To investigate clinical features of seizures in different types of neuronal surface antibody-related autoimmune encephalitis (AE). The clinical data of seizures in 18 cases of neuronal surface antibody-related AEs diagnosed in our hospital were retrospectively analyzed. Among 18 cases, 9 was LGI1 antibody-related encephalitis, 1 anti-GABABR encephalitis, 6 anti-NMDAR encephalitis, and 2 AE with undefinable antibodies. Epileptic seizures in 9 cases of LGI1 antibody-associated AE manifested in 3 forms: faciobranchial dystonia seizure (FBDS) in 4, mesial temporal lobe epilepsy (MTLE) in 6, and GTCS in 7 patients. The brain MRI of 4 patients showed high T2 flair signal on one hippocampus, 2 showed high T1/T2 signal on one side basal ganglia. For EEG, 6 revealed interictal epileptic discharges; ictal EEG were recorded in 5 patients, 2 FBDS, 3 MTLE. Epileptic seizures in patient with anti-GABABR encephalitis manifested in 2 forms: GTCS and MTLE. Epileptic seizures in 6 cases of anti-NMDAR encephalitis manifested in 2 forms: partial seizures in 3, GTCS in 5 cases.

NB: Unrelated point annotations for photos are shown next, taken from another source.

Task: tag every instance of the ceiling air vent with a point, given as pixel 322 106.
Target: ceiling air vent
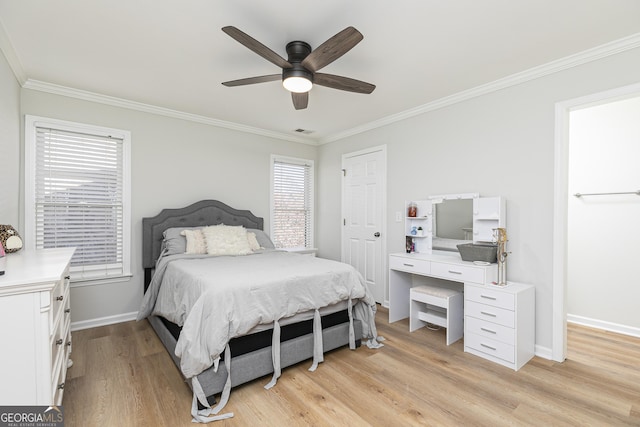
pixel 303 131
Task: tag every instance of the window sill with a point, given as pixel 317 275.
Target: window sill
pixel 95 282
pixel 302 251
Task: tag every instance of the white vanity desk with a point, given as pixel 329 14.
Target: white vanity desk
pixel 439 264
pixel 499 322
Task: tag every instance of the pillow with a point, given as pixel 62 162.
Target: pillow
pixel 195 241
pixel 226 240
pixel 173 242
pixel 253 242
pixel 263 239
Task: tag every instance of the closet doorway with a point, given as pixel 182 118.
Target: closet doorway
pixel 595 233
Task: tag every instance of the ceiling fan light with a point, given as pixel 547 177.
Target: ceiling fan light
pixel 297 84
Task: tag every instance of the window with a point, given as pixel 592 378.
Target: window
pixel 77 181
pixel 291 202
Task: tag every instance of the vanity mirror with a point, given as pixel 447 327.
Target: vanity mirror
pixel 452 220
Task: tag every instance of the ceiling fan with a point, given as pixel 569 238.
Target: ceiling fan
pixel 300 70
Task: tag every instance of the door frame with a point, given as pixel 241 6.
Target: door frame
pixel 561 208
pixel 383 230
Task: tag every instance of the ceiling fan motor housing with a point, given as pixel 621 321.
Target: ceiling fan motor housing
pixel 296 52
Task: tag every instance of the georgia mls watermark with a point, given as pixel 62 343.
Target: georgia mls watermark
pixel 31 416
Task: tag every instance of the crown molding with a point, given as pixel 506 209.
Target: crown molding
pixel 10 53
pixel 147 108
pixel 593 54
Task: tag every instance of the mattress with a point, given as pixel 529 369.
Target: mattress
pixel 263 338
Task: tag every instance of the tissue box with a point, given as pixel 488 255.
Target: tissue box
pixel 477 252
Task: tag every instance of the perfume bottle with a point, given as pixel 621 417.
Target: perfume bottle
pixel 3 259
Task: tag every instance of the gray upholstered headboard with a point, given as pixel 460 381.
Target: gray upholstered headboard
pixel 204 212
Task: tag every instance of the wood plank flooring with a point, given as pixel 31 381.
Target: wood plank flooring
pixel 123 376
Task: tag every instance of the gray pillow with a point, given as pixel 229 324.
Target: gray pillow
pixel 173 243
pixel 262 238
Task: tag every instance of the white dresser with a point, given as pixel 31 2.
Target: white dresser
pixel 35 334
pixel 499 322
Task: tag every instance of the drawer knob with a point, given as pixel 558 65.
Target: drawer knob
pixel 488 314
pixel 488 346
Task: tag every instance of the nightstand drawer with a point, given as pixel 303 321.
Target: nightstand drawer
pixel 489 346
pixel 489 330
pixel 457 273
pixel 410 265
pixel 486 295
pixel 489 313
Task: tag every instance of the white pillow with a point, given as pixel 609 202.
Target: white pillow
pixel 195 241
pixel 253 241
pixel 226 240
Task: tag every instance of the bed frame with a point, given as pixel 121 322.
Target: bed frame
pixel 245 367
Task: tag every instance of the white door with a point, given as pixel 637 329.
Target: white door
pixel 363 208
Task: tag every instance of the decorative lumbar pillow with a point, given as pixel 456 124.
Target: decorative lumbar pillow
pixel 195 241
pixel 226 240
pixel 10 239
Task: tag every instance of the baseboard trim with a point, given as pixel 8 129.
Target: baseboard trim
pixel 544 352
pixel 604 325
pixel 103 321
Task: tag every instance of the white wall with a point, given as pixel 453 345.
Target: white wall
pixel 501 143
pixel 604 231
pixel 174 163
pixel 9 145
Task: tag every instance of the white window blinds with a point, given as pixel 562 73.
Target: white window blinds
pixel 79 200
pixel 292 203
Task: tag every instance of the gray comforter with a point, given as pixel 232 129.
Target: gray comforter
pixel 215 299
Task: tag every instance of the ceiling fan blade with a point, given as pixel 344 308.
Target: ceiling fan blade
pixel 300 100
pixel 253 80
pixel 343 83
pixel 256 46
pixel 332 49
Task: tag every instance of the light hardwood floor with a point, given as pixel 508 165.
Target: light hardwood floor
pixel 123 376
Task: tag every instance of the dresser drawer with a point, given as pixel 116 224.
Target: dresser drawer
pixel 457 273
pixel 489 330
pixel 490 346
pixel 59 297
pixel 490 313
pixel 410 265
pixel 493 297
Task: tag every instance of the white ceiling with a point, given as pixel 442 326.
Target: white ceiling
pixel 172 54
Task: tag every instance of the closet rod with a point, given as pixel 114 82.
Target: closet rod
pixel 637 193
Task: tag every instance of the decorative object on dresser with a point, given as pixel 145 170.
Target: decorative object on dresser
pixel 34 300
pixel 10 239
pixel 500 236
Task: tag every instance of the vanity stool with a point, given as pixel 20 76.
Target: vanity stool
pixel 439 306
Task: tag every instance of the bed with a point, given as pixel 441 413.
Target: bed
pixel 183 293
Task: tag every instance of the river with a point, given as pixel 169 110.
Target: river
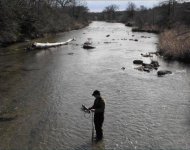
pixel 143 111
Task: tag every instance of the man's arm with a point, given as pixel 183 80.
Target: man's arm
pixel 93 107
pixel 102 107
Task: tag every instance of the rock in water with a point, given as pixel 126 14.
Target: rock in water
pixel 138 62
pixel 163 72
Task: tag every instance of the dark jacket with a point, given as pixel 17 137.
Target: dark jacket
pixel 99 106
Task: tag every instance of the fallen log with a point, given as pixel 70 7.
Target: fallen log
pixel 48 45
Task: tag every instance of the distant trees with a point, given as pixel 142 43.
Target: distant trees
pixel 110 12
pixel 21 19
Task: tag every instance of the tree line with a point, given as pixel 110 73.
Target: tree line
pixel 165 15
pixel 27 19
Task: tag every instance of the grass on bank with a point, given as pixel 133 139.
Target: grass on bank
pixel 175 44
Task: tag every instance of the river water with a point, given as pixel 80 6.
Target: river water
pixel 143 111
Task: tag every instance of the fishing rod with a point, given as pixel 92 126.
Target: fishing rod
pixel 87 111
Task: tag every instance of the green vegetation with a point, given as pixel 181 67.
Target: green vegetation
pixel 170 19
pixel 27 19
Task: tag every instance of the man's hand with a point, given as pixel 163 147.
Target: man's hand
pixel 93 110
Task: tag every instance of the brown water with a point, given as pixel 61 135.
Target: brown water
pixel 143 111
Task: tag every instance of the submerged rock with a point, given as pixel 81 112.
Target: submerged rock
pixel 163 72
pixel 138 62
pixel 123 68
pixel 146 55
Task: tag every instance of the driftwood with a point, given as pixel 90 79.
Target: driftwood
pixel 48 45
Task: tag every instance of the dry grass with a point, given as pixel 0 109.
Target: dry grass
pixel 175 43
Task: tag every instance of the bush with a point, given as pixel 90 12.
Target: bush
pixel 175 43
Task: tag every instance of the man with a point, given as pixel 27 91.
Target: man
pixel 98 109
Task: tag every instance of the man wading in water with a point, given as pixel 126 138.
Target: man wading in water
pixel 98 109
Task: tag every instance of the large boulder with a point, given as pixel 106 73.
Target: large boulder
pixel 138 62
pixel 155 64
pixel 163 72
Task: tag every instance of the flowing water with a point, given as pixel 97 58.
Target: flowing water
pixel 143 111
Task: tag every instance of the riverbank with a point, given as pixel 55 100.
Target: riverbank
pixel 174 44
pixel 21 46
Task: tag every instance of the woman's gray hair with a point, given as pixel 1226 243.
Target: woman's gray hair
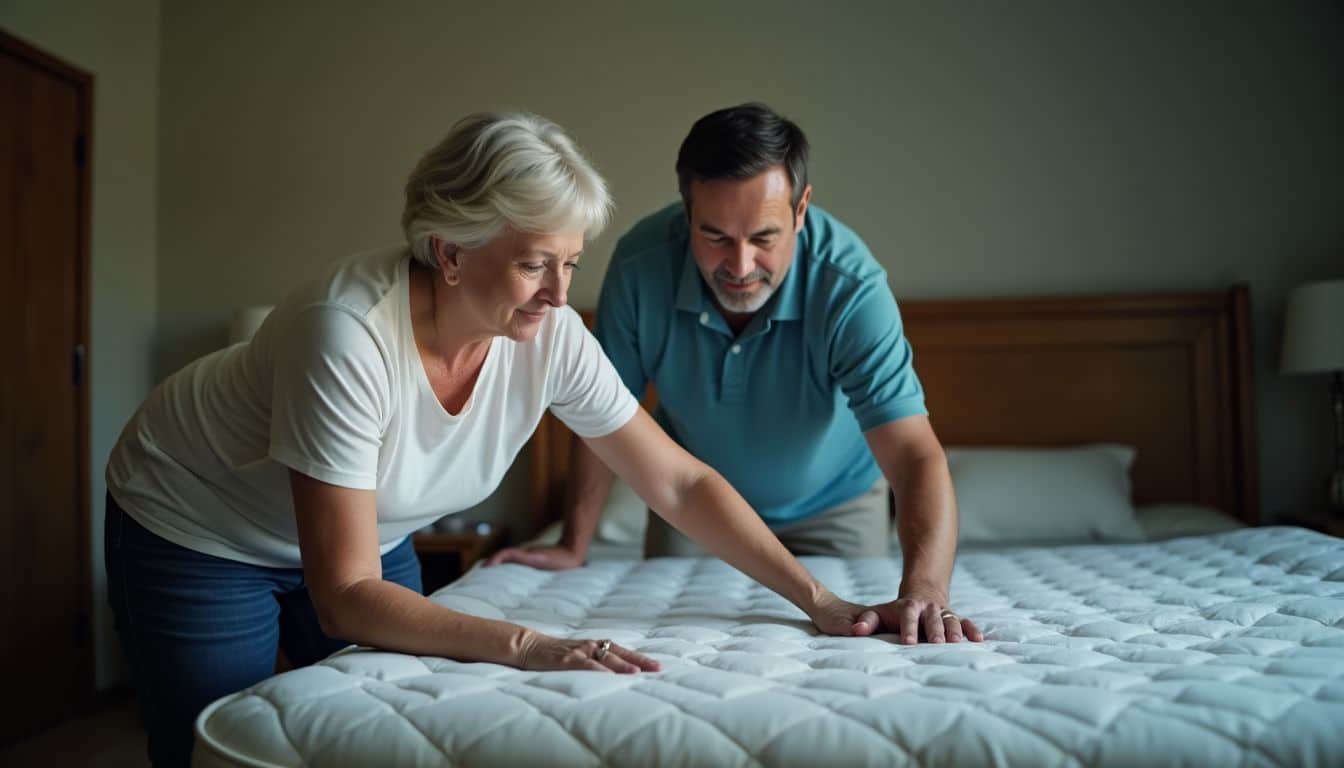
pixel 496 170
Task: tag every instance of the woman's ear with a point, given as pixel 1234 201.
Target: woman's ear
pixel 449 258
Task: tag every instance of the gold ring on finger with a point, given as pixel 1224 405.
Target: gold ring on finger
pixel 602 647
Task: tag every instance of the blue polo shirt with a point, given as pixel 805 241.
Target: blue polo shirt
pixel 781 408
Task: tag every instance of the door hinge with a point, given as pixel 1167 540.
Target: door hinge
pixel 77 366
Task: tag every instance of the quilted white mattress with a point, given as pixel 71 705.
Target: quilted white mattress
pixel 1202 651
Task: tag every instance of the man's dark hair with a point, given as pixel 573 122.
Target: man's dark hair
pixel 739 143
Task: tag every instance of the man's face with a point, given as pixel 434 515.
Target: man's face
pixel 743 236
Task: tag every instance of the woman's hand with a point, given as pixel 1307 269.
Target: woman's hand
pixel 539 557
pixel 542 653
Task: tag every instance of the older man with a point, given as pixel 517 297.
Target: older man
pixel 778 358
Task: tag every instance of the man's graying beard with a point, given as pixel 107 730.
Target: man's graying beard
pixel 743 303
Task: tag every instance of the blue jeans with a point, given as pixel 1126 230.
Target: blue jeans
pixel 198 627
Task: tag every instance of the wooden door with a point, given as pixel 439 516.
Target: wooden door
pixel 45 585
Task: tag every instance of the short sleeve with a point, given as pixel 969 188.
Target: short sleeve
pixel 871 358
pixel 617 323
pixel 329 400
pixel 589 396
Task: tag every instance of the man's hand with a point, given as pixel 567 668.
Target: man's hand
pixel 539 557
pixel 915 609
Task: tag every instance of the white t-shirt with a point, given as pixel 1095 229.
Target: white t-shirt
pixel 332 386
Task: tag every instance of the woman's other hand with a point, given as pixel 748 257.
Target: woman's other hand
pixel 546 557
pixel 542 653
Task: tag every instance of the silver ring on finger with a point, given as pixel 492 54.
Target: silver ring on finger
pixel 602 647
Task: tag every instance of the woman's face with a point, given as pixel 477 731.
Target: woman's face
pixel 512 281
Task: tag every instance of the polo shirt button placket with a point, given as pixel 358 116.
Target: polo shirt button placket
pixel 734 375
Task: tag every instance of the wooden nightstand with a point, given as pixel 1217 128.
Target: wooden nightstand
pixel 1325 523
pixel 446 556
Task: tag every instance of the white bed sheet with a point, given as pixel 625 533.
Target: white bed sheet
pixel 1211 650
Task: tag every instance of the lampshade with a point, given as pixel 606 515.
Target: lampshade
pixel 1313 328
pixel 246 320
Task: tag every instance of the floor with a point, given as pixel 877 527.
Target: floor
pixel 109 737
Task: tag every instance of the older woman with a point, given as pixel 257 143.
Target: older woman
pixel 262 495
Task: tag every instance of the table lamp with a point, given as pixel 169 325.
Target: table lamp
pixel 1313 343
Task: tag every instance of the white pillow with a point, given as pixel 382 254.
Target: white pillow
pixel 1044 495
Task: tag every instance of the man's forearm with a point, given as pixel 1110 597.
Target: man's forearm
pixel 585 495
pixel 926 523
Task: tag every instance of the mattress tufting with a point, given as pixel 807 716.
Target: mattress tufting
pixel 1199 651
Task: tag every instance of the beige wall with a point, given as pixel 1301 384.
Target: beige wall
pixel 1007 149
pixel 1011 149
pixel 120 47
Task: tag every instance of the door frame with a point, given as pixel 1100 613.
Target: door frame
pixel 84 84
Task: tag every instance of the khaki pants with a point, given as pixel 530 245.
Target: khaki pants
pixel 859 527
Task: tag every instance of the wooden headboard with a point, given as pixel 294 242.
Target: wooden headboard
pixel 1169 374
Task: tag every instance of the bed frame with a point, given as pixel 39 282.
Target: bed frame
pixel 1169 374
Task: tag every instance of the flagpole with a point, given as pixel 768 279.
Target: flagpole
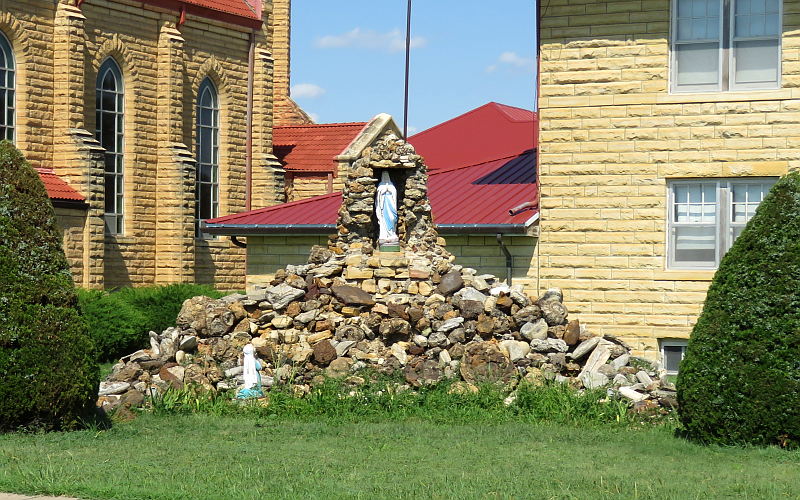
pixel 408 57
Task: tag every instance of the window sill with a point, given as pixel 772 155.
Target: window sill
pixel 120 239
pixel 685 274
pixel 726 96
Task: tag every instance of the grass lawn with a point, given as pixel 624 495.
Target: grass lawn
pixel 203 456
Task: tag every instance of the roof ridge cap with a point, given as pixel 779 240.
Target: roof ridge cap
pixel 318 125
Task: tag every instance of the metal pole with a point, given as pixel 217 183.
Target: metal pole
pixel 408 58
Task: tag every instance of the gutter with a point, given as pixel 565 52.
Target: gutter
pixel 72 204
pixel 257 229
pixel 509 259
pixel 481 228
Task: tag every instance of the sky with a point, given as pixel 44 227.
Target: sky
pixel 348 58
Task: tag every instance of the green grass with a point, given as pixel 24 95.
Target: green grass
pixel 205 456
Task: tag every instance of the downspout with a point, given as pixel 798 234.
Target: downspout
pixel 536 135
pixel 509 259
pixel 249 160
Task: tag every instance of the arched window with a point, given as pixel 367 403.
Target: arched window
pixel 109 132
pixel 6 89
pixel 207 153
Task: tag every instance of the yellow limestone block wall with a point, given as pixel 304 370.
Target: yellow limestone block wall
pixel 482 253
pixel 612 135
pixel 58 49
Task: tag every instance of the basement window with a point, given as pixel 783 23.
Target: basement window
pixel 707 215
pixel 725 45
pixel 672 353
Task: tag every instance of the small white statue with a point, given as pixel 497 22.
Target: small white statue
pixel 386 210
pixel 252 379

For EEG, 2 cases showed interictal epileptic discharges, 3 showed δ activity or rhythm in frontal area. Most neuronal surface antibody-associated AE have seizures. LGI1 antibody-associated AE usually affected limbic system or basal ganglia, seizure type accordingly were MTLE or FBDS. Anti-GABABR encephalitis showed severe and refractory seizures, GTCS or MTLE, which rapidly progress to status epilepticus and AEDs were ineffective. Anti-NMDAR encephalitis showed more generalized than partial seizures. The δ activity or rhythm in frontal area in EEG was helpful for diagnosis.